TSEs scrapie immunohistochemistry lymphoid tissue visualization systems

Scrapie, a transmissible spongiform encephalopathy (TSE) that naturally affects sheep and goats, is characterized by PrP^sc accumulation mainly in the central nervous system (CNS) and the lymphoreticular system (LRS). Because no immune response against TSE's infectious agent is developed in the infected host, the diagnosis of this disease is based on detection of compatible clinical signs followed by application of histopathological and immunochemical methods on neural tissue samples used for confirmation (i.e., postmortem diagnosis; OIE Manual of Standards for Diagnostic Tests and Vaccines). Therefore, the long incubation period between infection and the onset of the clinical signs of scrapie involves a possible source of transmission of the infection to other animals (associated with preclinically infected animals). This fact, together with the recently determined linkage between variant Creutzfeldt-Jakob Disease (v-CJD) and bovine spongiform encephalopathy (BSE; Bruce et al. 1997; Hill et al. 1997), highlights the urgent need to find a method of preclinical diagnosis of TSEs as a whole and for control and eradication of scrapie in sheep.

The detection of PrP^sc in the LRS (Ikegami et al. 1991; van Keulen et al. 1996) has caused this tissue to become an interesting target for diagnostic goals.

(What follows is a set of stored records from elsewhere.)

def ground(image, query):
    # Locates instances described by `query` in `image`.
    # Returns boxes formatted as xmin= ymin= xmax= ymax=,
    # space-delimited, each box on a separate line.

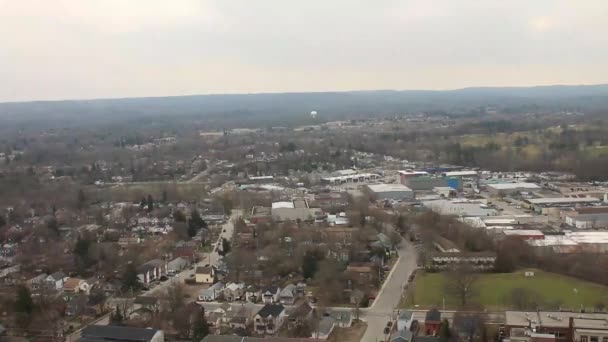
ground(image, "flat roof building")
xmin=486 ymin=182 xmax=541 ymax=196
xmin=366 ymin=184 xmax=414 ymax=200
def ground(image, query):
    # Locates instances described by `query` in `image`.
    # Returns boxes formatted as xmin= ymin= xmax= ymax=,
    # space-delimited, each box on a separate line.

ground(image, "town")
xmin=0 ymin=108 xmax=608 ymax=342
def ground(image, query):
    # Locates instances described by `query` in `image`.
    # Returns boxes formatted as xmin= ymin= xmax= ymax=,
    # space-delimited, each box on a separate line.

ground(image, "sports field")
xmin=403 ymin=270 xmax=608 ymax=310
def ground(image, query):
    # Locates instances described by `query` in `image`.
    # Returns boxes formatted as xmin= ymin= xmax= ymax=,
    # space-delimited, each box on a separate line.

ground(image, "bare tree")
xmin=445 ymin=265 xmax=479 ymax=306
xmin=453 ymin=311 xmax=485 ymax=342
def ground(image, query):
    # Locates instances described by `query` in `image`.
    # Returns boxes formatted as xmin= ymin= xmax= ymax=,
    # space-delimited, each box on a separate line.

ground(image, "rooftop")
xmin=367 ymin=183 xmax=412 ymax=192
xmin=81 ymin=325 xmax=158 ymax=341
xmin=487 ymin=182 xmax=540 ymax=190
xmin=527 ymin=197 xmax=600 ymax=204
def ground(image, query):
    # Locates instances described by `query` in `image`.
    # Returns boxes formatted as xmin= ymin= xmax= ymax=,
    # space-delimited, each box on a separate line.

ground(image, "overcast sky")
xmin=0 ymin=0 xmax=608 ymax=101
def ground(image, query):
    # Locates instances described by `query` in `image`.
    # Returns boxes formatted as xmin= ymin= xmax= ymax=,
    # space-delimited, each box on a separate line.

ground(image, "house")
xmin=25 ymin=273 xmax=47 ymax=291
xmin=245 ymin=285 xmax=262 ymax=303
xmin=173 ymin=246 xmax=197 ymax=262
xmin=133 ymin=296 xmax=160 ymax=312
xmin=198 ymin=282 xmax=224 ymax=302
xmin=279 ymin=284 xmax=297 ymax=305
xmin=424 ymin=308 xmax=441 ymax=336
xmin=45 ymin=271 xmax=68 ymax=290
xmin=262 ymin=286 xmax=281 ymax=304
xmin=63 ymin=278 xmax=91 ymax=294
xmin=0 ymin=261 xmax=21 ymax=278
xmin=137 ymin=259 xmax=167 ymax=284
xmin=397 ymin=310 xmax=414 ymax=331
xmin=254 ymin=304 xmax=287 ymax=335
xmin=287 ymin=303 xmax=312 ymax=329
xmin=391 ymin=330 xmax=412 ymax=342
xmin=329 ymin=310 xmax=353 ymax=328
xmin=79 ymin=325 xmax=165 ymax=342
xmin=346 ymin=263 xmax=376 ymax=283
xmin=65 ymin=292 xmax=101 ymax=317
xmin=226 ymin=303 xmax=257 ymax=329
xmin=194 ymin=266 xmax=215 ymax=284
xmin=167 ymin=257 xmax=190 ymax=273
xmin=224 ymin=283 xmax=245 ymax=302
xmin=312 ymin=316 xmax=336 ymax=340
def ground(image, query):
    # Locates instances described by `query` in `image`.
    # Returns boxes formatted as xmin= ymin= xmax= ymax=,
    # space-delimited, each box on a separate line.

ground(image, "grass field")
xmin=403 ymin=270 xmax=608 ymax=310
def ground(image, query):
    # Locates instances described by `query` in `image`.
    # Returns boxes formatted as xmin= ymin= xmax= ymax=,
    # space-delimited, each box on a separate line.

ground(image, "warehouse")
xmin=486 ymin=182 xmax=540 ymax=196
xmin=367 ymin=184 xmax=414 ymax=201
xmin=566 ymin=214 xmax=608 ymax=229
xmin=422 ymin=200 xmax=497 ymax=217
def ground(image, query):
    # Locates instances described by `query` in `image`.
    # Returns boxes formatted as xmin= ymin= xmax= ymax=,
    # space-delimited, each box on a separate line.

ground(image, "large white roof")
xmin=528 ymin=197 xmax=600 ymax=204
xmin=367 ymin=183 xmax=412 ymax=192
xmin=487 ymin=182 xmax=540 ymax=190
xmin=272 ymin=201 xmax=295 ymax=209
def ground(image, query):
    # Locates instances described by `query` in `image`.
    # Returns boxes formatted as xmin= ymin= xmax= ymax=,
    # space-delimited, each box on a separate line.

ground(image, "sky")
xmin=0 ymin=0 xmax=608 ymax=102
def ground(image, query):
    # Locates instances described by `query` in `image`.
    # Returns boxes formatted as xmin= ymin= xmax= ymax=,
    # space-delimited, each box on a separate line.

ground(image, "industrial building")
xmin=401 ymin=176 xmax=462 ymax=191
xmin=321 ymin=173 xmax=381 ymax=185
xmin=422 ymin=199 xmax=498 ymax=217
xmin=270 ymin=199 xmax=323 ymax=222
xmin=524 ymin=197 xmax=600 ymax=216
xmin=366 ymin=184 xmax=414 ymax=201
xmin=486 ymin=182 xmax=541 ymax=196
xmin=566 ymin=214 xmax=608 ymax=229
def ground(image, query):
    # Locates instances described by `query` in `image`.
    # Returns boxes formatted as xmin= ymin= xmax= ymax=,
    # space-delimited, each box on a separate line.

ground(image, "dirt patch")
xmin=327 ymin=322 xmax=367 ymax=342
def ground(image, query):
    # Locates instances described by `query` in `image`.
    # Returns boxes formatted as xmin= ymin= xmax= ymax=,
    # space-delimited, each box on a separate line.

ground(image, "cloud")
xmin=0 ymin=0 xmax=608 ymax=101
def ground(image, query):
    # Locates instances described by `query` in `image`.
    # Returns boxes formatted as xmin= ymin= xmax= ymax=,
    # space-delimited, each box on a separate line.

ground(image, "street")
xmin=141 ymin=209 xmax=242 ymax=296
xmin=360 ymin=239 xmax=417 ymax=342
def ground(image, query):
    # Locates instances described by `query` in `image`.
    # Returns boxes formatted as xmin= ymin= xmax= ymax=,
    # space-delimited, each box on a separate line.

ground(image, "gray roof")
xmin=391 ymin=330 xmax=412 ymax=342
xmin=318 ymin=316 xmax=336 ymax=335
xmin=50 ymin=271 xmax=67 ymax=281
xmin=425 ymin=309 xmax=441 ymax=322
xmin=399 ymin=310 xmax=414 ymax=321
xmin=80 ymin=325 xmax=158 ymax=341
xmin=258 ymin=304 xmax=285 ymax=317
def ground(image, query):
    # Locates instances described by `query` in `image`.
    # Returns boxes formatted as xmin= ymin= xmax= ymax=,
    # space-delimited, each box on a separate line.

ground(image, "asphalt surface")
xmin=141 ymin=209 xmax=242 ymax=296
xmin=360 ymin=239 xmax=417 ymax=342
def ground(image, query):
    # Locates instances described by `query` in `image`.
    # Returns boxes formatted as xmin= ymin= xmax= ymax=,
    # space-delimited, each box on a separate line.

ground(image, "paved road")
xmin=360 ymin=239 xmax=416 ymax=342
xmin=141 ymin=209 xmax=242 ymax=296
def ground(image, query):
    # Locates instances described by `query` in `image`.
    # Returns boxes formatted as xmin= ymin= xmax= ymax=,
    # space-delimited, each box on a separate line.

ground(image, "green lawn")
xmin=402 ymin=270 xmax=608 ymax=310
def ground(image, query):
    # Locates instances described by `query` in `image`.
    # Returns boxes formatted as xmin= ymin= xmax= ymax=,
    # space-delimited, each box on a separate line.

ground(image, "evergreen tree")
xmin=76 ymin=189 xmax=87 ymax=210
xmin=439 ymin=318 xmax=452 ymax=342
xmin=15 ymin=285 xmax=34 ymax=315
xmin=148 ymin=194 xmax=154 ymax=211
xmin=46 ymin=217 xmax=59 ymax=236
xmin=122 ymin=264 xmax=141 ymax=291
xmin=173 ymin=210 xmax=186 ymax=222
xmin=192 ymin=209 xmax=207 ymax=229
xmin=192 ymin=309 xmax=209 ymax=342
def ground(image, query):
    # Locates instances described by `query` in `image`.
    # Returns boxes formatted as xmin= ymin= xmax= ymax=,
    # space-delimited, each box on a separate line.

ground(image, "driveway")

Specifically, tonsil (Schreuder et al. 1996) and nictitating membrane (O'Rourke et al. 1998a,b) biopsies are the two most widely investigated options.

In this sense, both methods are a practical screen for early detection of PrP^sc in living affected sheep (Kim et al. 2001) because of their capability to detect scrapie infection in lymphoid tissue even before symptoms occur (Schreuder et al. 1998; Miller et al. 1993; Muramatsu et al. 1994). However, a subset of sheep with scrapie in several previous studies have shown accumulation of PrP^sc in CNS tissue but not in lymphoid tissue (van Keulen et al. 1996; O'Rourke et al. 2000). This result stresses the fact that a PrP^sc-negative tonsil or third eyelid biopsy does not indicate that an animal is free of infection. The most widely accepted explanation for this is that the replication dynamics of the scrapie agent may be influenced by different variables such as stress, management practices, or husbandry, with the genotypic differences in the host being the most influencing variable (Jeffrey et al. 2001b). Nevertheless, to our knowledge, whether or not the enhancement of the sensitivity of conventional IHC approaches makes possible the detection of PrP^sc in the lymphoid system of the total number of positive cases has not been yet investigated. Further studies in this field should therefore be carried out.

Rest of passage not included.